Tutorials
“The body of Christ” my babysitter, acting as priest, intoned and held up the host. We six-year-olds responded “Amen,” closed our eyes, and stuck out our tongues . . . First Holy Communion. I was terrified I would make a mistake before the entire church. My parents, Eucharistic ministers, kept a supply of unconsecrated wafers in the kitchen cupboard. I pocketed a handful and met up with neighborhood children to practice. The wafer was dry and lodged against the roof of my mouth. I worked it free, chewed carefully, and swallowed several times. We practiced until the wafers all ran out . . .
fairy tales—
such faith
in a trail of breadcrumbs . . .
Middle Distance
“More than any other skeletal feature, the skull is the greatest source of information about an animal’s lifestyle.”
(From the book Naturally Curious; A Photographic Field Guide and Month-by-Month Journey through the Fields, Woods, and Marshes of New England)

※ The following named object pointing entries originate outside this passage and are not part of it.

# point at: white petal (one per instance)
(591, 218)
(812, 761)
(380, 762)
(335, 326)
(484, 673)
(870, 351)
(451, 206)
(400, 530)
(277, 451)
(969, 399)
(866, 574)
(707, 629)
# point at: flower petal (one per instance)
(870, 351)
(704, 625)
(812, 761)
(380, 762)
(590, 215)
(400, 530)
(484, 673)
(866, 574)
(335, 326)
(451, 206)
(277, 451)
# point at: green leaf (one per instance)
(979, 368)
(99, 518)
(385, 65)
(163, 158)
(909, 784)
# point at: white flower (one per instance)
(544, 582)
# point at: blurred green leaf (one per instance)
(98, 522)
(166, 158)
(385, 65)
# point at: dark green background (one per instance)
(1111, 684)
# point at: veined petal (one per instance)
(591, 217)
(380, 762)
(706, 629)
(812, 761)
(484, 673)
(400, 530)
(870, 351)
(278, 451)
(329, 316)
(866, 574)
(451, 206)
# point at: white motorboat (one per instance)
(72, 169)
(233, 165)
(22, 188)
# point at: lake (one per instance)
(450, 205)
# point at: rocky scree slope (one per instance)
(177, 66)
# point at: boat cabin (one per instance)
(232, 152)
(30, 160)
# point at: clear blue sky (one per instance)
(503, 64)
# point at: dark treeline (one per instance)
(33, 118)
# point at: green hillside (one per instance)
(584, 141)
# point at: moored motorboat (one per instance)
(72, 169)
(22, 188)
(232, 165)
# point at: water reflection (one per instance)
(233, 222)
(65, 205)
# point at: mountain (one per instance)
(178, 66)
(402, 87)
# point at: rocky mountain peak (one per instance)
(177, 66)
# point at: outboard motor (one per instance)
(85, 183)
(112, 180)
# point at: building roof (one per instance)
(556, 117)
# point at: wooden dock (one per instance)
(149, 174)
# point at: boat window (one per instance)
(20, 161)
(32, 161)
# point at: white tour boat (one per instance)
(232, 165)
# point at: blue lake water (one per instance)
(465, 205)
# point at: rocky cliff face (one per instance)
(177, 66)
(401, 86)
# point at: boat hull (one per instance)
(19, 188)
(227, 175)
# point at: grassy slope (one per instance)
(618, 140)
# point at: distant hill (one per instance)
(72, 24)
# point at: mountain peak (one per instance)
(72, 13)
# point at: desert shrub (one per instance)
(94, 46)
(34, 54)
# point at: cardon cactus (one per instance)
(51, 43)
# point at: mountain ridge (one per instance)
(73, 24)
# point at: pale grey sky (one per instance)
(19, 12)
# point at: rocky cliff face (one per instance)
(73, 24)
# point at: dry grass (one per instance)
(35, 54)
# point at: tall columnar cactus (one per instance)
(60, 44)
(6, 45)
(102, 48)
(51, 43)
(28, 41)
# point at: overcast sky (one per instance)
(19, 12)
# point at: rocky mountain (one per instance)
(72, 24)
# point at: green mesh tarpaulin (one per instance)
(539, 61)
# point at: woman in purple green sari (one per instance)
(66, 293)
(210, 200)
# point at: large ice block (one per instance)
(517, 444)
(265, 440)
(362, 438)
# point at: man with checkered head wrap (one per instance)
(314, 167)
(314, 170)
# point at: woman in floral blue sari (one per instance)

Inside mine maybe a cache of ground fog masquerading as a cloud or perhaps a clod of dirt, enough to shield a hibernating toad suspended below the frost line. Someday, may someone rinse the cavity of my skull clean and place it high on a shelf where I might glimpse it as I roam the vast ghost plains of past lives. May I remember then what it was like to be exactly where I am now, which is nowhere really. Lost and floating, staring blankly, absent of all thought, not a toad in my head.